The civil parish population recorded in the 2011 census was 585,[1] increasing to 651 at the 2021 census. Some of the newly built Upper Saxondale residential area also falls within the parish boundary.
Cropwell Butler shares with Tithby a parish council that meets once a month. The village forms part of the Cropwell Ward of the Borough of Rushcliffe and of the Parliamentary Constituency of Rushcliffe. The county authority is Nottinghamshire.
A post windmill at Cropwell Butler was blown down in 1837. The miller escaped, but with severe bruising, by hiding in a hollow place under a beam.[2]
During the Second World War, German bombers left a trail of devastation across the Nottingham area on the night of 8–9 May 1941, when 95 aircraft attacked the city at 12.37 am. Among the documents now held at the Notts Archives Offices is a detailed map of the city showing the sites the Germans intended to target, which included a gas works, electricity plants, railways, the Royal Ordnance Factory, Raleigh and some chemical factories. In reality, some of the Luftwaffe crews were deflected by a Starfish site at Cropwell Butler – waste land deliberately set alight to lure them away from key targets. So some of them bombed the Vale of Belvoir by mistake, thinking it was Nottingham and killing only livestock.[3]
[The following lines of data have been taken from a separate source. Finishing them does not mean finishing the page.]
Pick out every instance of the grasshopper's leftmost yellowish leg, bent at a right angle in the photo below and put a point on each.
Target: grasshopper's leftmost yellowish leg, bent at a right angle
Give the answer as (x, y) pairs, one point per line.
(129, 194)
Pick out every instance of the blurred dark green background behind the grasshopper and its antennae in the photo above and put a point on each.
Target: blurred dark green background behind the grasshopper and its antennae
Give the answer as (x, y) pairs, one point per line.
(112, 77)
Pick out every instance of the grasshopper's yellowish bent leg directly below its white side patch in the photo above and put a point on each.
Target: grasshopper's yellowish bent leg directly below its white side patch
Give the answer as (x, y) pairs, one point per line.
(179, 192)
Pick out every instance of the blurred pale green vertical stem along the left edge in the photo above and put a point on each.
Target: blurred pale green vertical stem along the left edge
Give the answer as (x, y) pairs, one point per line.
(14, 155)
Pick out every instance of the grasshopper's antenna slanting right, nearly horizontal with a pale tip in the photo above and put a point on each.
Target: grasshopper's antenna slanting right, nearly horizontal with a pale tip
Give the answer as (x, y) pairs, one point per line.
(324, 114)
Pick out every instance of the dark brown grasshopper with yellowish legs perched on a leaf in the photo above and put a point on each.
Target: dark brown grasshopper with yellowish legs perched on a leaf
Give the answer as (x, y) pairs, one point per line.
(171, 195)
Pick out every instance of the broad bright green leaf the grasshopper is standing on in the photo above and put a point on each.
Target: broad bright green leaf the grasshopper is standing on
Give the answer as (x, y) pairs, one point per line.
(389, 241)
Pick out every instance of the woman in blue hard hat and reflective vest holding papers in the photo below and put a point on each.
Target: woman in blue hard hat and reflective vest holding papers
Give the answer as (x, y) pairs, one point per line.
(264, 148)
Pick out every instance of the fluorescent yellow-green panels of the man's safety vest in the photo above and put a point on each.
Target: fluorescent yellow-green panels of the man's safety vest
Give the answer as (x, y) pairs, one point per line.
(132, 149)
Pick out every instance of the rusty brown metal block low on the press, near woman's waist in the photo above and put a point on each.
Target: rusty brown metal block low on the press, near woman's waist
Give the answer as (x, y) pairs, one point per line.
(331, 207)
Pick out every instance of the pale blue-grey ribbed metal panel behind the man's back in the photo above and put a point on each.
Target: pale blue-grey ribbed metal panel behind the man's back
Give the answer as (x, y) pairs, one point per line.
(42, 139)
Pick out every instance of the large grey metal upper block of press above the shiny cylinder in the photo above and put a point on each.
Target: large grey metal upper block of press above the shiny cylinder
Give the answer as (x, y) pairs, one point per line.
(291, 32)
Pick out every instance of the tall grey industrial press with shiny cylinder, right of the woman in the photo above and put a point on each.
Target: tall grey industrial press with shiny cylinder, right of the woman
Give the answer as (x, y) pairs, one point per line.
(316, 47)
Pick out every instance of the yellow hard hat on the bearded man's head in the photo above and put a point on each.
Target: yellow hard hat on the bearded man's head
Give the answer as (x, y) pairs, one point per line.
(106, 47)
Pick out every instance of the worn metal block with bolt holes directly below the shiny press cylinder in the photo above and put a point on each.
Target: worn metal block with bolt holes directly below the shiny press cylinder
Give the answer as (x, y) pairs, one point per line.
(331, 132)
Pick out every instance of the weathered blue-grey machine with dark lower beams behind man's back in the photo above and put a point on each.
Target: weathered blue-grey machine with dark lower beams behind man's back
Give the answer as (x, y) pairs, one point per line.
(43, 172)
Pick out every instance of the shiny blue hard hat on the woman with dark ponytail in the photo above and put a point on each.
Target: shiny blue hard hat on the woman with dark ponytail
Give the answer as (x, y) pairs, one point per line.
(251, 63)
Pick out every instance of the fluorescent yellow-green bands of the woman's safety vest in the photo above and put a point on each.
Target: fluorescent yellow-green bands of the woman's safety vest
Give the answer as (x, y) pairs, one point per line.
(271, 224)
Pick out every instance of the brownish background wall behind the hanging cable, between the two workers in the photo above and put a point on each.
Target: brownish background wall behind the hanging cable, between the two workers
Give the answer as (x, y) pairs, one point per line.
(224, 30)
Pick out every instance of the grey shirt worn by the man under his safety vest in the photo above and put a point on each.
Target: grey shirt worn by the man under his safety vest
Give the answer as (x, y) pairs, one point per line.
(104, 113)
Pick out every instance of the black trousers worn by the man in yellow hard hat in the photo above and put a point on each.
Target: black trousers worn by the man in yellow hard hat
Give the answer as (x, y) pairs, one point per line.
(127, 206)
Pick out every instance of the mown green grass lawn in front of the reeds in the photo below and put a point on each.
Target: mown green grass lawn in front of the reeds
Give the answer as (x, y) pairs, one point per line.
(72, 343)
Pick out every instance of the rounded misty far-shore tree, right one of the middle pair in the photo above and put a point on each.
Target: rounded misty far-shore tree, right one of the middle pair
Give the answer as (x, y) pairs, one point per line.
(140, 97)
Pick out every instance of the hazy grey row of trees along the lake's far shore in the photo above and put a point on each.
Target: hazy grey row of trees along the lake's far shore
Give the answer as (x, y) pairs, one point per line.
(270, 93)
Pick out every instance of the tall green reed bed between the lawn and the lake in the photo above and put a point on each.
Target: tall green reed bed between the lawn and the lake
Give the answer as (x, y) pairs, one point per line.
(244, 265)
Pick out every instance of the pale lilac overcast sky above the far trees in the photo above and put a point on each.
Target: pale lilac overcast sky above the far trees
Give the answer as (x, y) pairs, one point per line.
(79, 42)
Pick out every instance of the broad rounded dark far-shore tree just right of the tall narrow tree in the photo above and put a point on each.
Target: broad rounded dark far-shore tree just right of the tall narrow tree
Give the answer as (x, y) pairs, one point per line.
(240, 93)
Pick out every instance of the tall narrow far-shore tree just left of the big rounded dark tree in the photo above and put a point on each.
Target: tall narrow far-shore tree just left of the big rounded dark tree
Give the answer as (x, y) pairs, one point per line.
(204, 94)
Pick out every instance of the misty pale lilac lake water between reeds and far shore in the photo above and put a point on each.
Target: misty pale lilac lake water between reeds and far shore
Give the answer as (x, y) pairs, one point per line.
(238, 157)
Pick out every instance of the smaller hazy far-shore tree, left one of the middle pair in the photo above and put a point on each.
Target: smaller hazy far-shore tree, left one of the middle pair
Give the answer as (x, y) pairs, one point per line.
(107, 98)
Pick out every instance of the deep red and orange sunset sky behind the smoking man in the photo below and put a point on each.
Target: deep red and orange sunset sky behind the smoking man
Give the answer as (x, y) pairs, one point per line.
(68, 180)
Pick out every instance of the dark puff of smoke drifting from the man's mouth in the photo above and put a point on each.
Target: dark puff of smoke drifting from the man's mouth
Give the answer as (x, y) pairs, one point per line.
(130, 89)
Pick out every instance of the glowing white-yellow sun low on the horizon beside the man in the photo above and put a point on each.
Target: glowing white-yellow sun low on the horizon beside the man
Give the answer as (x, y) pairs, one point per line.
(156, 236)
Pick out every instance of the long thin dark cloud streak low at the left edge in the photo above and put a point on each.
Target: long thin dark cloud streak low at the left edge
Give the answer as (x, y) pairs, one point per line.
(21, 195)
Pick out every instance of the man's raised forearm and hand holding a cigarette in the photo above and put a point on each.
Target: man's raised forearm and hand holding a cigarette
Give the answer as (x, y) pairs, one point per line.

The village has a pub, The Plough Inn in Main Street, which also serves meals.[4] This and the Village Hall and Sheldon Field are the only remaining public facilities in what is a small and quiet village. The post office and the few independent shops fell to a housing development, Carpenters Close, in the late 1970s and early 1980s.
There is neither a school nor an Anglican church in the village. The Methodist chapel has regular services on the first, third and fourth Sundays of each month.[5]
Cropwell Butler has hourly daytime buses on weekdays to Nottingham (No. 33, CT4N) and to Bingham (No. 833. Vectare). The nearest railway stations are Radcliffe (2.6 miles, 4.2 km) and Bingham (3.4 miles, 5.5 km), both on the Nottingham–Grantham–Skegness line.[6]
The Sheldon Field provides the pitch for a number of football teams in the East Midlands Public Authorities Amateur League (EMPAL). Both Butler-Benfica FC (Cropwell Butler)[7] and Chequers Rangers United (Cropwell Bishop) play at the Sheldon Field on Sunday mornings.